While most of us prepare to get into the Christmas spirit by following the same routine – shopping, shopping, and even more shopping, the National Audubon Society prepares for its annual Christmas Bird Count.
The event, which dates back to the early 1900s, is set to start on the 17th of December. According to the National Audubon Society, the annual Christmas Bird Count is not only a great way to unwind, but it’s also a great opportunity for scientists to gather data on native bird species.
The event’s organizers believe that this year’s Christmas bird count will be the largest one ever organized. Approximately 72,000 volunteers from 2,500 locations have already enrolled in the annual bird count.
As for last year’s event, the organizers declared that it was more that productive.

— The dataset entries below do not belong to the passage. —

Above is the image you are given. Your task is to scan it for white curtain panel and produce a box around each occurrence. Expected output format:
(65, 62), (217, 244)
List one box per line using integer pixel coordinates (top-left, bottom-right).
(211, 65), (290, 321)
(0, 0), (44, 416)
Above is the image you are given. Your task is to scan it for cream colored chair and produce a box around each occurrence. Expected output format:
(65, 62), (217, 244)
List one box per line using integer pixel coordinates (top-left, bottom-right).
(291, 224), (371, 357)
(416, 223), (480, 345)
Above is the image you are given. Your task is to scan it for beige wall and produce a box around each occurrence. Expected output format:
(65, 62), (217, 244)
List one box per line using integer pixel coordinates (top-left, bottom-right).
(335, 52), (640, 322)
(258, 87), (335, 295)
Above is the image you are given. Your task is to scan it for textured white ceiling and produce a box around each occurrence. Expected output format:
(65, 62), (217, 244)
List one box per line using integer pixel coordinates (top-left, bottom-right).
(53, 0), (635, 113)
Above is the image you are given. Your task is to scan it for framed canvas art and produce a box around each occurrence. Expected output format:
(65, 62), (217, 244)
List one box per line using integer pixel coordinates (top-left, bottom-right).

The amateur and professional bird watchers managed to spot over 45 species of birds, including two new ones – the snow owl and the white-throated sparrow.
Up until know, the combined effort of thousands of volunteers participating in the annual Christmas bird count helped the scientists gather data on a large scale, a thing impossible to achieve only by the scientific community.
Over 200 new scientific article were written so far using the data gathered by bird watcher, including a promising one which analyzes the impact of climate shifts on birds. According to this new study, over 300 species of bird are threatened by global warming.
The event is open to everybody, meaning that there is no admission fee. After the annual Christmas bird count begins, volunteers are arranged in circles and must spot off birds along a pre-defined route. According to the National Audubon Society, the bird watching routes have remained the same for over a century.
However, thanks to modern technologies, spotting and cataloging birds is easier. The mobile application offers tons of useful info about various bird species encountered along the way, so it doesn’t matter whether or not you’ve paid attention in those biology classes.
As we’ve mentioned before, the tradition dates to the early 1900s. Doctor Frank Chapman, a prominent figure in ornithology, and the founder of a society called Bird-Lore initiated the annual Christmas bird count as a response to the spot-and-shoot tradition.
Since then, the annual bird count became as iconic as the turkey served on Thanksgiving Day.